Tout ce qui est dans l’Univers et l’Univers lui-même est issu de la même source mais comme il a bien fallu aux origines de cette source qu’une étincelle divine mette le « feu aux poudres », nous sommes tous un avec Dieu !
Depuis cette redécouverte de l’atome et de ses implications, le monde « moderne » a petit à petit évolué. De grands hommes ont payé de leur vie, comme Giordano Bruno ou Galilée (« Et pourtant elle tourne !!! »)
http://education.francetv.fr/videos/galilee-ou-la-fin-du-geocentrisme-v103607
Le bûcher des vanités de Savonarole, les philosophes assassinés pour hérésie, les actes militants des jésuites qui s’employèrent à museler ceux qui continuaient à croire en la théorie des atomes n’ont pu cependant empêcher les idées de Lucrèce d’atteindre leur but.
Des choses de la nature » a fait partie de la liste des livres interdits par l’Eglise, liste abolie en 1966 !!! mais de brillants esprits ont réussi le tour de force d’instiller dans les idées de Lucrèce un soupçon de « divinité » !
Erasme, Raphaël, l’anglais Thomas More dès le XVIème siècle tentèrent de faire le lien entre la pensée d’Epicure (donc de Lucrèce) et les paroles du Christ.

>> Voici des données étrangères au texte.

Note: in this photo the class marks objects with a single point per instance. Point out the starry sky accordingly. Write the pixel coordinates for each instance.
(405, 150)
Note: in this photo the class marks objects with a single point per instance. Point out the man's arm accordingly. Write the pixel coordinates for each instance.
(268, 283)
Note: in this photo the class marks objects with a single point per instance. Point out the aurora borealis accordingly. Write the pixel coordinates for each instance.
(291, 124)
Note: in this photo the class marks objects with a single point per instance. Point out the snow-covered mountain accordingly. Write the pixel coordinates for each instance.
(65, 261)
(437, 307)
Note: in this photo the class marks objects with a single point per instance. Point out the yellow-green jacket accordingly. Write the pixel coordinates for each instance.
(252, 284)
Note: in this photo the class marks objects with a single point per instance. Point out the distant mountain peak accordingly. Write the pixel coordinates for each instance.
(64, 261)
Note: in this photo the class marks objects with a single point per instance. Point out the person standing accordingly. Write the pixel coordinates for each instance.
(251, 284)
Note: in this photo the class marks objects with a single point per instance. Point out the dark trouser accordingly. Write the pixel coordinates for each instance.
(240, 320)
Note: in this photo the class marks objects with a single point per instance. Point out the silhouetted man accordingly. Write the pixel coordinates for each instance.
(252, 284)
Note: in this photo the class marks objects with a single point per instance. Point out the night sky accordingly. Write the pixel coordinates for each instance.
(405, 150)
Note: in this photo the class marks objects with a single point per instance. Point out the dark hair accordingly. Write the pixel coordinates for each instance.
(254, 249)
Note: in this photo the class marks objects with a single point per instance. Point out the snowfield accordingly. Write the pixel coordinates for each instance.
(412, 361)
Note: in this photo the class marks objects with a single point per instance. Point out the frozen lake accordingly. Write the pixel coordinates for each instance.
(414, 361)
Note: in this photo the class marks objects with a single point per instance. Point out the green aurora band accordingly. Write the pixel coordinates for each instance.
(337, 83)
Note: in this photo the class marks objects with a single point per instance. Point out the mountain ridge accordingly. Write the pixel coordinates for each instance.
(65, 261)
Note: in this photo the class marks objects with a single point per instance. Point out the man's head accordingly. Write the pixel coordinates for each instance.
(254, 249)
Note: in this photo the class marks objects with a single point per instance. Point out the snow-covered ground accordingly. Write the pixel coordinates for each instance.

Des oeuvres aussi variées que le roman intitulé « L’Utopie » ou la fresque « L’école d’Athènes » au Vatican témoignent de ces démarches et malgré la violence de la répression menée par l’Inquisition pour qui « la seule chose nécessaire au philosophe, pour connaître la vérité … est de s’opposer à ce qui est contraire à la Foi … » rien n’empêcha Newton d’affirmer que concilier atomiste et foi chrétienne était possible.